Role in gastric cancer development

Helicobacter pylori plays a significant role in the development of gastric cancer, particularly intestinal-type adenocarcinoma. Chronic infection with H. pylori leads to sustained inflammation and damage to the gastric epithelium, which can progress through stages of chronic gastritis, gastric atrophy, intestinal metaplasia, and dysplasia, ultimately culminating in cancerous transformation. The bacterium's virulence factors, such as Cytotoxin-Associated Gene A (CagA) and Vacuolating cytotoxin A (VacA), contribute to cellular alterations and genomic instability within gastric cells, promoting oncogenic pathways. Additionally, H. pylori-induced chronic inflammation stimulates the production of reactive oxygen and nitrogen species, further enhancing mutagenesis and tumor progression. Efforts to reduce gastric cancer incidence include H. pylori eradication strategies in high-risk populations and recent research into preventive vaccines targeting key bacterial antigens. Understanding these mechanisms is important for developing effective interventions to mitigate the oncogenic potential of H. pylori infection.

Evasion mechanisms

Helicobacter pylori employs sophisticated evasion mechanisms to persistently colonize the hostile environment of the human stomach. One key strategy involves antigenic variation, where H. pylori modifies surface proteins to evade recognition by the host immune system, thus avoiding immune clearance. The bacterium also manipulates host immune responses by secreting virulence factors like CagA and VacA, which disrupt signaling pathways within host cells, impairing immune cell function and promoting bacterial survival. Additionally, H. pylori can modulate the gastric microenvironment by inducing regulatory T cells and suppressing pro-inflammatory responses, creating a tolerogenic niche favourable for its persistence. Furthermore, the bacterium can form biofilms and adhere tightly to gastric epithelial cells, shielding itself from antibiotics and immune attacks.
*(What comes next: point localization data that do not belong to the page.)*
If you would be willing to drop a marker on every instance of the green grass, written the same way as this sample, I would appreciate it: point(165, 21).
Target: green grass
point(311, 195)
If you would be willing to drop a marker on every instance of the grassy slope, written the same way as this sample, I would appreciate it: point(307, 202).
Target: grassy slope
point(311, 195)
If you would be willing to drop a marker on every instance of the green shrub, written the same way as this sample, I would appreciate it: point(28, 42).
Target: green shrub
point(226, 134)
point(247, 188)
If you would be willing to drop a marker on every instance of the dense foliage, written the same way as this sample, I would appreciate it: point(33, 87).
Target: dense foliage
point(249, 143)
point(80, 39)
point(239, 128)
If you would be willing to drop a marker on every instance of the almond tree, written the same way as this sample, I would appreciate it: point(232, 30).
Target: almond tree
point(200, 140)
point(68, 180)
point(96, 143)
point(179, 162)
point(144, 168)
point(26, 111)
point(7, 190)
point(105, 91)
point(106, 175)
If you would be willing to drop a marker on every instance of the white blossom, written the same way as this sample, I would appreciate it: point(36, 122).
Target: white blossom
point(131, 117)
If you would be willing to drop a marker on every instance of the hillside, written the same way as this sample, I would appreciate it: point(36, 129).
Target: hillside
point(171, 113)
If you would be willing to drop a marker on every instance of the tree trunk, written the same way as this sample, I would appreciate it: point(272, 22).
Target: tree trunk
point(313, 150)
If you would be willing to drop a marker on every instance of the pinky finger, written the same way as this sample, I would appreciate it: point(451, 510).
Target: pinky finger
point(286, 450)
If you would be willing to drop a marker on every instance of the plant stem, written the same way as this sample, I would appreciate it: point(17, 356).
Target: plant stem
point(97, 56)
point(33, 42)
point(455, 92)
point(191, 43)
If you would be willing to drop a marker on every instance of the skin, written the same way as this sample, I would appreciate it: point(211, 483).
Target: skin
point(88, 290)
Alternative Therapeutic Approaches

These are emerging due to increasing antibiotic resistance and treatment failures. One approach involves probiotics, such as Lactobacillus and Bifidobacterium species, which aim to restore gastric microbial balance and compete with H. pylori for colonization sites. Another potential strategy is immunotherapy, using vaccines that target specific H. pylori antigens to stimulate protective immune responses. These vaccines aim to prevent initial colonization or reduce bacterial load in infected individuals, potentially improving treatment outcomes and reducing recurrence rates. Furthermore, natural products like cranberry extracts and green tea polyphenols show antimicrobial activity against H. pylori and may complement standard antibiotic therapies. Combination therapies, integrating multiple approaches like probiotics with traditional antibiotics, are also being investigated to improve treatment efficacy and overcome resistance.